E’ da ieri però che ho un impulso irrefrenabile di scrivere un articolo per analizzare l’episodio a fondo. Un impulso che per la cronaca non ho avuto per le altre puntate della stagione che ho apprezzato maggiormente come Nosedrive (una metafora sociale dalle tinte andersoniane) e Playtest (un ansiogeno omaggio al corvo di Poe e a Danza Macabra di Margheriti).

Perchè?

Provo a ragionarci mentre scrivo.

Credo che in generale, oltre all’abilità nel creare universi distopici prossimi alla realtà, la caratteristica principale di tutte le puntate di Black Mirror sia il plot twist che ribalta totalmente la visione dello spettatore.

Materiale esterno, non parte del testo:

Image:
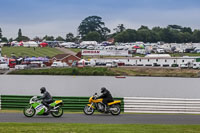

Ecco: non mi è mai capitato se non con San Junipero di capire immediatamente dopo pochi minuti la struttura della storia. E’ molto semplice in realtà. Un episodio di Black Mirror (serie che si basa su tecnologie futuristiche) ambientato negli anni ’80 mi fa pensare già dal primo frame che, nonostante i cabinati, i colori fluo e le pettinature, quelli che stiamo vedendo non sono i veri anni ’80. Aggiungici l’incidente videoludico dell’automobile e la battuta del ragazzo di Kelly “Qui sono tutti morti” e il gioco è fatto.

Poi, non essendo convinto dalla mia interpretazione, ho pensato e ripensato. Ma era veramente questa l’intenzione di Charlie Brooker? E se l’obiettivo principale della puntata non fosse il solito plot twist?

E’ molto semplice in realtà. Questo è il punto. E’ tutto troppo semplice in realtà.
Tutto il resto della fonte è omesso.